Existem mais de duas centenas de espécies nas regiões de florestas de araucárias, informa Vibrans. Esses exemplares também podem estar ameaçados pelo aquecimento. A saída para tentar reverter o quadro, de acordo com o engenheiro florestal, depende de os governos reconhecerem as mudanças climáticas como um problema e conduzirem a implementação de políticas públicas nesse sentido. É indispensável reduzir a emissão de gases — principalmente os de combustíveis fósseis — e plantar araucárias, especialmente em locais resilientes (menos impactados pela variação de temperatura).

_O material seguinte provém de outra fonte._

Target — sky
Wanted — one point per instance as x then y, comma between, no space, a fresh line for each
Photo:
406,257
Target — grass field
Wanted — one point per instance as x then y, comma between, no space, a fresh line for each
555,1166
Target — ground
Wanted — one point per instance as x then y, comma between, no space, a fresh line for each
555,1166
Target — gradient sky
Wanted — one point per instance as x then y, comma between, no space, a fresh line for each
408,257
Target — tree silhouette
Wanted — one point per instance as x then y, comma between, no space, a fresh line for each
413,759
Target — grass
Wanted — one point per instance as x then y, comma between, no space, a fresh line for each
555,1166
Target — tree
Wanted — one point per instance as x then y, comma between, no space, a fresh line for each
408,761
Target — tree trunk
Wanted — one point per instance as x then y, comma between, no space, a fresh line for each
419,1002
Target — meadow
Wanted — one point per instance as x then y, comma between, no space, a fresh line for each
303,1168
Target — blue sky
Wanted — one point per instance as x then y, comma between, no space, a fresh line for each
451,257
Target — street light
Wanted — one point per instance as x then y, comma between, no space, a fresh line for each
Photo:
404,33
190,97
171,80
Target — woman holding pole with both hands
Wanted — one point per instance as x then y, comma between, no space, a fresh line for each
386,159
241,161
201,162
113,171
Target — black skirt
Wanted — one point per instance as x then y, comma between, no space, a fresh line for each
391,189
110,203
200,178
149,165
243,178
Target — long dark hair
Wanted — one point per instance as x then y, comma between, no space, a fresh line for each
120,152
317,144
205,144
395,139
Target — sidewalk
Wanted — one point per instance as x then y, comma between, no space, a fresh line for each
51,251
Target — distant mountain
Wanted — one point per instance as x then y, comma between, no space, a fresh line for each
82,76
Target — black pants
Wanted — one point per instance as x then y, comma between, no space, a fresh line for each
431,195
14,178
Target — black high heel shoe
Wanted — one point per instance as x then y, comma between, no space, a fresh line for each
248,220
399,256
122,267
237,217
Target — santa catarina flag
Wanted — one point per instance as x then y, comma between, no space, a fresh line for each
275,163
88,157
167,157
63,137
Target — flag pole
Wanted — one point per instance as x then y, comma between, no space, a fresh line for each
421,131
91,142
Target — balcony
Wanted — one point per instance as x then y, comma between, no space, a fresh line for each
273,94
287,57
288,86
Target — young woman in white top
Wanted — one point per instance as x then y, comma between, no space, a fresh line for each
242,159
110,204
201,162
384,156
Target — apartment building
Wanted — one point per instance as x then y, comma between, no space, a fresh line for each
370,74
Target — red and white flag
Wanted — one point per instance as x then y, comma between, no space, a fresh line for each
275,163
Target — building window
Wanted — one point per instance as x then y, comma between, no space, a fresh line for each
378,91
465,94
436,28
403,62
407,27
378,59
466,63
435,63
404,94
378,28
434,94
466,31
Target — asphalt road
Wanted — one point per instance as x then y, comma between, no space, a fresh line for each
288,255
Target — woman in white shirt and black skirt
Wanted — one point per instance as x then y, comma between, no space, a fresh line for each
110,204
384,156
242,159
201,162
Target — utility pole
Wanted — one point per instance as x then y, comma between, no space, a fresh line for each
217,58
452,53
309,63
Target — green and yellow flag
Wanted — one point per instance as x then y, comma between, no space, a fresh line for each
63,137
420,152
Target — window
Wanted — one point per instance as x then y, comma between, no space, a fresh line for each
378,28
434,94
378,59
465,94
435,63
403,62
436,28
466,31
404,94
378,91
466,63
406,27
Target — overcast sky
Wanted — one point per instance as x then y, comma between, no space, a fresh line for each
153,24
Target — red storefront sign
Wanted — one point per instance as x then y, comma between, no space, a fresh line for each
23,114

— Para reflorestar, precisamos de fonte de sementes. É importante proteger áreas onde ocorrem araucárias porque as sementes saem dali. Quanto mais protegermos essas áreas, mais fontes de sementes teremos — orienta o professor da Furb, salientando que esse plantio deve ser feito com planejamento, em grande escala, e não a nível doméstico. 

— Elas protegem o solo e os mananciais de água. Sem floresta, não temos água, não temos precipitação. Também é importante por sua beleza, pela matéria-prima que pode gerar e pelas sementes e frutos que nós e outros animais consomem — completa Vibrans, com destaque para os pinhões, que alimentam principalmente o papagaio-charão, também responsável pela dispersão das sementes. 

Ferretti também menciona a necessidade urgente da redução da emissão de gases e da ampliação das florestas, além de sugerir a criação de parques públicos e corredores ecológicos — faixas de vegetação, como se fossem estradas, que conectam uma área de floresta a outra. 

— Se tiver, entre dois blocos de floresta, algumas árvores da mesma espécie, já facilita a conexão genética entre esses blocos. O pólen vai passando de uma para a outra — diz o representante da Fundação Grupo Boticário, que incentiva o incremento do turismo em propriedades com araucárias, onde os visitantes possam fazer trilhas e degustar pinhão e erva-mate locais. 

Se nada for feito, lamenta Vibrans, a flora nacional será vítima de um grande baque com o sumiço de um elemento tão icônico:

— A paisagem vai mudar.

Saiba mais sobre as araucárias:

  • Característica das regiões de planalto do sul do Brasil, a Araucaria angustifolia precisa de clima frio e úmido.
  • São árvores longevas, que podem viver até 500 anos. Beneficiam-se de lugares abertos, como campos e clareiras, pois precisam da luz do sol para sua reprodução. Em bosques muito densos, essas árvores não se regeneram.
  • O processo de regeneração tem início quando as sementes caem no chão, são dispersadas por pássaros ou enterradas por roedores. A partir daí, nascem as novas plantas, que se vão crescendo ao longo dos anos. 
  • As araucárias podem atingir até 45 metros de altura, mas as que são vistas hoje em dia alcançam, em média, até 20 metros, decorrência de um período de intensa exploração da madeira. As árvores atuais são jovens, com diâmetro entre 30 e 50 centímetros, enquanto um exemplar maduro atinge até dois metros de diâmetro. 
  • De todas as florestas com araucária restantes no Sul, cerca de 54% ficam no Paraná, 35% em Santa Catarina e 9,8% no Rio Grande do Sul. 
  • No território gaúcho, os pontos com mais árvores estão em Cambará do Sul, São Francisco de Paula, Maquiné, Riozinho, Canela, Caxias do Sul, Parque Estadual de Nonoai e Floresta Nacional de Passo Fundo.